Senate Appropriations Chairman Richard Shelby (R-Ala.) said last week that it would be hard for Congress to find consensus to cut non-defense programs by 5 percent, as the president seeks. “Plus, you’ve got the House, too. You’ve got a third leg of politics,” Shelby said.
Congress has less than seven months to pass spending bills to fund the government in fiscal 2020, which begins on Oct. 1. An overarching deal on limits for defense and non-defense funding is the first step in that process. From there, spending leaders can divvy up limits among the 12 annual spending bills, then among each federal department, agency and program.
“We’ve got to figure out a number,” Shelby said. “Ultimately, when we put a bill together, we’ve got to have some numbers we can agree to.”

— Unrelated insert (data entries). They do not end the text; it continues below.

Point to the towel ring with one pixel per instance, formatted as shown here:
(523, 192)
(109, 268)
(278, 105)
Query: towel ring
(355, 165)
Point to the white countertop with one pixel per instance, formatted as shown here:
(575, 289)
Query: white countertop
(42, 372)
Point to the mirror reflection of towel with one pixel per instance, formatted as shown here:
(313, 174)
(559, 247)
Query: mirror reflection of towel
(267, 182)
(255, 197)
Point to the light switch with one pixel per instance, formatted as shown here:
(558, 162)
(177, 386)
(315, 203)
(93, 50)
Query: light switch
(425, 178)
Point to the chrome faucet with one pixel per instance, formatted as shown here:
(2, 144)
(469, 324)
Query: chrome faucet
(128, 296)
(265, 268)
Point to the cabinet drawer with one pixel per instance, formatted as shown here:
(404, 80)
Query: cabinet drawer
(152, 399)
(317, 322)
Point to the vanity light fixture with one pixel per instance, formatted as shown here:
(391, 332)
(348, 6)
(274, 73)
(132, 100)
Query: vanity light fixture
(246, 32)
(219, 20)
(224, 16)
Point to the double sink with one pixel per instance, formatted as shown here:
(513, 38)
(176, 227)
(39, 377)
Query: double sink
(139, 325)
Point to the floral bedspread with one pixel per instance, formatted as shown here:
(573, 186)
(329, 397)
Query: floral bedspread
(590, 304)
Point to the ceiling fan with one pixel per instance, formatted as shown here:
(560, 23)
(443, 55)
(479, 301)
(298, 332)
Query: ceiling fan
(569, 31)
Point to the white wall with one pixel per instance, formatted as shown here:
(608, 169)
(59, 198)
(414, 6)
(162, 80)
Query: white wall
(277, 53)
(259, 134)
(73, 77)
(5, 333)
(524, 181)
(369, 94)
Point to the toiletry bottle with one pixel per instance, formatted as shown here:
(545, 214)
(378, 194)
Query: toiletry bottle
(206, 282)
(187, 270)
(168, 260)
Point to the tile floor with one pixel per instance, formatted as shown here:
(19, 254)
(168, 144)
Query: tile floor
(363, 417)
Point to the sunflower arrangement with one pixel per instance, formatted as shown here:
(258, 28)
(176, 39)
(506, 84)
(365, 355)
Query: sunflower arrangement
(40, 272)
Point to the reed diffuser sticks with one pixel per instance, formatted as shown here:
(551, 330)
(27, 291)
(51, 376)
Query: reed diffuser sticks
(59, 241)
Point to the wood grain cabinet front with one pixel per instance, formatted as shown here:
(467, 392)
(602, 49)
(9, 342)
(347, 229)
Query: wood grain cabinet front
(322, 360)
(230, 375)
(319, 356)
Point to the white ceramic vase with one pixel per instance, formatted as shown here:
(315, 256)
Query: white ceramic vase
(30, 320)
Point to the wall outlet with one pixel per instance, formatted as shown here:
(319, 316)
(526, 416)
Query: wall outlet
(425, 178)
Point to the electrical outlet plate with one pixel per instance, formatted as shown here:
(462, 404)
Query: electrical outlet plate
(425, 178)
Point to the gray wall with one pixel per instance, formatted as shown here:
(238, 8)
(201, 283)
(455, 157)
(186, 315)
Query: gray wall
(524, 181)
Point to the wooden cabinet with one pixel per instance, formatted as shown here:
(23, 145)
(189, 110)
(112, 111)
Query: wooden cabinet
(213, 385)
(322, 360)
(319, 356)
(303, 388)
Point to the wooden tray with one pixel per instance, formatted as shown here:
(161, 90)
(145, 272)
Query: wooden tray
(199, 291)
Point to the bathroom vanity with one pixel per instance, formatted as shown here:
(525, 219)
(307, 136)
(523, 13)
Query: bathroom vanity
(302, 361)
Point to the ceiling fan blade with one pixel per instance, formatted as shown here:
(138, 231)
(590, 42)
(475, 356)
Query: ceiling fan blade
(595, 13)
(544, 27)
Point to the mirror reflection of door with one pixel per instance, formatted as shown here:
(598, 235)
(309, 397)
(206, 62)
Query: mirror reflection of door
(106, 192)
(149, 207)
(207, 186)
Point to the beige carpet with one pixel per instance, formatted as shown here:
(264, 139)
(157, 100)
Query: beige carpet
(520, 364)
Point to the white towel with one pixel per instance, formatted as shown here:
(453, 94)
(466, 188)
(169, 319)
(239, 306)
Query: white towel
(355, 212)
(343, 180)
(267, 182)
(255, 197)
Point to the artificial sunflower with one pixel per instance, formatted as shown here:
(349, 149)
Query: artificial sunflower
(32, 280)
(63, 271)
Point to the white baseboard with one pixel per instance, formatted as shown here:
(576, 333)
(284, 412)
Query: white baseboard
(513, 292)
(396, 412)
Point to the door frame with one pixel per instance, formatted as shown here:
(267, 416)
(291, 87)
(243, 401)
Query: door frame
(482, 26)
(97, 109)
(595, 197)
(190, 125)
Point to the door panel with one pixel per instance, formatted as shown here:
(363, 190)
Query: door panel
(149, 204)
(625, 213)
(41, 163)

White House budget director Russell Vought already signaled that the Trump administration may oppose any congressional deal to raise the budget caps, citing “unsustainable” levels of borrowing, in an op-ed last month. And it would not be out of the question for Trump to ultimately veto such a deal, if congressional leaders tune out his demands.
House Budget Chairman John Yarmuth (D-Ky.) insists, however, that there is already bipartisan agreement on raising caps for both defense and non-defense spending. Democrats will at the very least seek to raise caps equally for non-defense programs and the military, he said, while pursuing greater investment in things like education and health care.
“There is bipartisan consensus on Capitol Hill that we must raise the caps for both non-defense and defense discretionary spending levels … The Administration’s plan to delay is a total disregard for responsible governing,” Yarmuth said in a statement Saturday.
The Trump administration’s renewed focus on fiscal responsibility comes after two years of ignoring a ballooning deficit and shepherding passage of a tax overhaul that contributed to a federal debt of more than $22 trillion.